The focus was on the simplification of data entry, e.g. by enabling import from ORCID or via drag’n’drop from PDF files and the use of BibSonomy as a backend for storing and organizing literature references. With its REST API, it enabled collaborative storage and retrieval of bibliographical metadata. A tool has been built for extracting bibliographical metadata from PDF files using GROBID and storing it in BibSonomy. In this way, bibliographical metadata can be easily added to BibSonomy. The tool comes with a user-friendly interface. The full Java code and an installation guide are published on GitHub: https://github.com/DESIR-CodeSprint/trackB.

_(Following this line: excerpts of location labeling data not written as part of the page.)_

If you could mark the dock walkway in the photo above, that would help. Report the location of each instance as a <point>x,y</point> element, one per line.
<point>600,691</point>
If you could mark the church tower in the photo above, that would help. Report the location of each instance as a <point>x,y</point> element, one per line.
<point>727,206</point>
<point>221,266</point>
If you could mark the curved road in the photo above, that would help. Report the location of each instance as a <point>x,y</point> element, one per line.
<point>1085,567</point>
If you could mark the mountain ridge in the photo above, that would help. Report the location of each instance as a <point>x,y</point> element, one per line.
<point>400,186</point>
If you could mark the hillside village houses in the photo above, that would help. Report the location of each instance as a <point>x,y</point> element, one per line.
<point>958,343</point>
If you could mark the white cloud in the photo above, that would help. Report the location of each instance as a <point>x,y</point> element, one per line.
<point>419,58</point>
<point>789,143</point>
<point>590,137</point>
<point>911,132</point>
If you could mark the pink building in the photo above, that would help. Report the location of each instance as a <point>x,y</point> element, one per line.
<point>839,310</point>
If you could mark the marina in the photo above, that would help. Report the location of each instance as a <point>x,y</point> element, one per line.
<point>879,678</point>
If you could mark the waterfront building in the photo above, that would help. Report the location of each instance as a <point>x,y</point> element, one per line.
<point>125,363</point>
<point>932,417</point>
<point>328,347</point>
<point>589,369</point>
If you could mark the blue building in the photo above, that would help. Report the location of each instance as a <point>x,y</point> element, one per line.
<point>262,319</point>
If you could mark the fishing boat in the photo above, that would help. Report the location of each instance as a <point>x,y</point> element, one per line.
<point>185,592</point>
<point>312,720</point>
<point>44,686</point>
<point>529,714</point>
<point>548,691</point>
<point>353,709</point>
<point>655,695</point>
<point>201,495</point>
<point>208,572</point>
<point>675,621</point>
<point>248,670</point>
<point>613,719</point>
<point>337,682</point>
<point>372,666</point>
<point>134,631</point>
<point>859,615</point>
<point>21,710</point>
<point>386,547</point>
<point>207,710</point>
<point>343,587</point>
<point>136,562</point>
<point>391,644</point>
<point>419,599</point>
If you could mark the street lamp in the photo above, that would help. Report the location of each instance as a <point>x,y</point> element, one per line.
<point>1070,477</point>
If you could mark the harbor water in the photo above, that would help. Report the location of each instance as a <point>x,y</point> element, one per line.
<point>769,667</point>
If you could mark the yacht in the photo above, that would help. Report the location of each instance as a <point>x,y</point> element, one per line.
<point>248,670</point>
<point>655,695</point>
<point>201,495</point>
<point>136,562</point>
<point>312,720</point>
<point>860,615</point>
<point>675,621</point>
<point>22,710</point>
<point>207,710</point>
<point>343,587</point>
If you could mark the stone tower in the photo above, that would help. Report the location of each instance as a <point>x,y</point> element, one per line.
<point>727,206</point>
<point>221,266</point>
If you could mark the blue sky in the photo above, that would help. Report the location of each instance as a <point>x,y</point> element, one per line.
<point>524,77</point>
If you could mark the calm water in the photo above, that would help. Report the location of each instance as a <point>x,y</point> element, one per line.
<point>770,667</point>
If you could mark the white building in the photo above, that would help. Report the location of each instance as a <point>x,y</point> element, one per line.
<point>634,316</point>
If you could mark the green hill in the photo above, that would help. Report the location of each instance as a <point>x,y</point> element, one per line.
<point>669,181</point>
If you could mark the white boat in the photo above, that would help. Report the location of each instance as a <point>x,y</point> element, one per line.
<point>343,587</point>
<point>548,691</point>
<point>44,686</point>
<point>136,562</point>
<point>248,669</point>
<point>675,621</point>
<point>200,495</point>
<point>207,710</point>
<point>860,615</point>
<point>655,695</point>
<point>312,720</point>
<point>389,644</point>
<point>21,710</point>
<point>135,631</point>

Main functions/developments within DESIR:
- Two new ways of submitting data have been implemented, i.e. the option of uploading text files and the option of submitting text directly in the browser using a text field, allowing users to directly copy and paste text parts from other sources
- The tool was provided with an individual user login for BibSonomy, so that users can add bibliographical items to their own BibSonomy accounts
- User interface has been improved by adding new useful features, e.g. the removal of specific items from the list of extracted bibliographical items
The BibSonomy demonstrator is available via CLARIAH-DE.

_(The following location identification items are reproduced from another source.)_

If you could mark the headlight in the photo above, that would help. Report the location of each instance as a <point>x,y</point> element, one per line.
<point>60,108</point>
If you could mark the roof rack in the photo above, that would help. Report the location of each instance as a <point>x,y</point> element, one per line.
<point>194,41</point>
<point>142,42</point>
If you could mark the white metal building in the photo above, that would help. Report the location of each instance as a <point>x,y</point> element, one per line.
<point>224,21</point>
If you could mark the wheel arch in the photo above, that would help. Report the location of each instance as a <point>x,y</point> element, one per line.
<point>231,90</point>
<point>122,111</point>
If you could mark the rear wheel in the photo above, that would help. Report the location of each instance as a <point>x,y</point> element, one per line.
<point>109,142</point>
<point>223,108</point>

Existing building components of the generic visualization framework VisNow (http://visnow.icm.edu.pl) were used in combination with web frameworks. The prototype web frontend for 3D graph visualization was extended by adding an ego-centred view for nodes (representing authors) and adjacent edges (representing publications with other authors). The 3D interaction concepts were redesigned and example 2D maps were created. A number of expansions were implemented and tested in the 3D interaction part of the web frontend in order to work out the interaction schemes between the user and a 3D graph visualization. Data import codes were created for interaction with Bibsonomy data export files and Bibsonomy API. Modifications of backend data structuring for graph creation were tested with an additional data processing and sorting layer in the backend. An additional 2D visualization was introduced on the frontend side using the high-level descriptive language Vega-Lite.
Access the ViStory-Demonstrator.
Main functions/developments within DESIR:
- Design and development of an internal generic data model of entity relations in time
- Conceptualisation, design and implementation of relation timelines (including co-authorship and citation graphs)
- Web-based 3D visualization
- Creation of mapping from RDF model to internal model
- Creation of mapping from JSON model to internal model
- Creation of mapping from BibSonomy REST API model to internal model
DESIR Work package 4 explored the possibility to enhance existing services on bibliographical metadata for DARIAH. The work package focussed on entity-based search, scholarly content management, visualization and text analytic services. The work had been undertaken from 2017 to 2019 and culminated in two code sprints with external participants and two workshops on software and infrastructure sustainability and quality, and finally a documentation of the undertaken work and results in the DARIAH ERIC Github repository. DESIR has received funding from the European Union’s Horizon 2020 research and innovation programme under grant agreement No 731081. INFRADEV-03-2016-2017 - Individual support to ESFRI and other world-class research infrastructures.